DMSTAr: Bringing a Legacy Wetland Water Quality Model into R
Over the past several months, I have been working on something that sits squarely at the intersection of wetland biogeochemistry, Everglades restoration planning, and love of reproducible and open science: DMSTAr.
DMSTAr is an open-source R implementation of the Dynamic Model for Stormwater Treatment Areas, more commonly known as DMSTA. DMSTA has been used for years to simulate hydrologic routing and phosphorus removal in stormwater treatment wetlands, particularly in the Florida Everglades. It is a model that has been used in restoration planning, treatment wetland evaluations, and scenario analyses where water quantity and water quality have to be considered together. However, the legacy implementation exists as a spreadsheet/VBA-based workflow, which can make transparency, version control, reproducibility, and large-scale scenario testing cumbersome.

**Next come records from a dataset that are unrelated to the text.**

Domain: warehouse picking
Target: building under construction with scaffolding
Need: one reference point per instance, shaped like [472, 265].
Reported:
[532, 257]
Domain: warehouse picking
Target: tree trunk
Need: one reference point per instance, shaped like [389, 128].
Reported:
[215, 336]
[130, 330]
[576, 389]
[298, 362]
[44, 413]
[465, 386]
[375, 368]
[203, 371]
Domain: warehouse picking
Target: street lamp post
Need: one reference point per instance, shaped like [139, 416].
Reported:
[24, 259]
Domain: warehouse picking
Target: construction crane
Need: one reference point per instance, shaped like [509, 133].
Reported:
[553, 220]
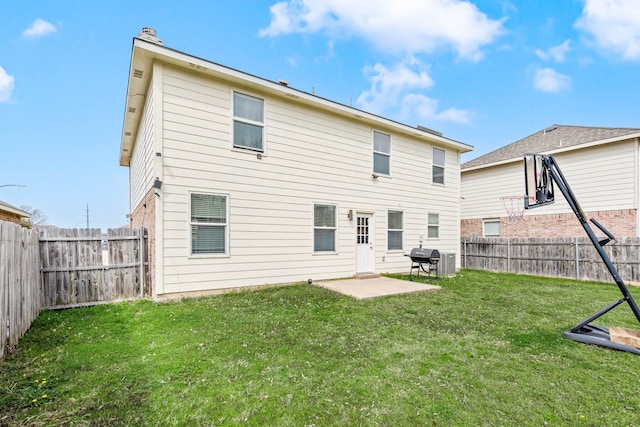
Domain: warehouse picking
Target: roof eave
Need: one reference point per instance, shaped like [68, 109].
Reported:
[144, 53]
[557, 151]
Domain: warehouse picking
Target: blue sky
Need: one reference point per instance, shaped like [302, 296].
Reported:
[485, 73]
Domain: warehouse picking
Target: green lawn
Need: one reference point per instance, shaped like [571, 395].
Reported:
[486, 349]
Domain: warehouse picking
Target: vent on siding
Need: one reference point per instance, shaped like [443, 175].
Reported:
[431, 131]
[149, 34]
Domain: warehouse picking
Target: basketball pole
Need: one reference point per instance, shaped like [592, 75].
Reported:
[584, 331]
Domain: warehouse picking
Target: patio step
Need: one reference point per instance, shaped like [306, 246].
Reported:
[367, 276]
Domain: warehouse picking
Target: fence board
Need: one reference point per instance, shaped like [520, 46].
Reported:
[76, 270]
[60, 268]
[20, 301]
[574, 258]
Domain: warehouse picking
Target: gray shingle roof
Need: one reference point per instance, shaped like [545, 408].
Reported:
[552, 138]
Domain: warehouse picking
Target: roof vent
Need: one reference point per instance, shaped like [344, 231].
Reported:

The goal of DMSTAr was not to create a new wetland water quality model or to reassess the assumptions behind DMSTA. Instead, the goal was more focused: translate the existing model behavior into a modular, script-based R framework while preserving the numerical behavior of the legacy implementation. In other words, DMSTAr is intended to reproduce DMSTA, but in a form that is easier to inspect, test, document, share, and integrate into modern scientific workflows.
Why translate DMSTA into R?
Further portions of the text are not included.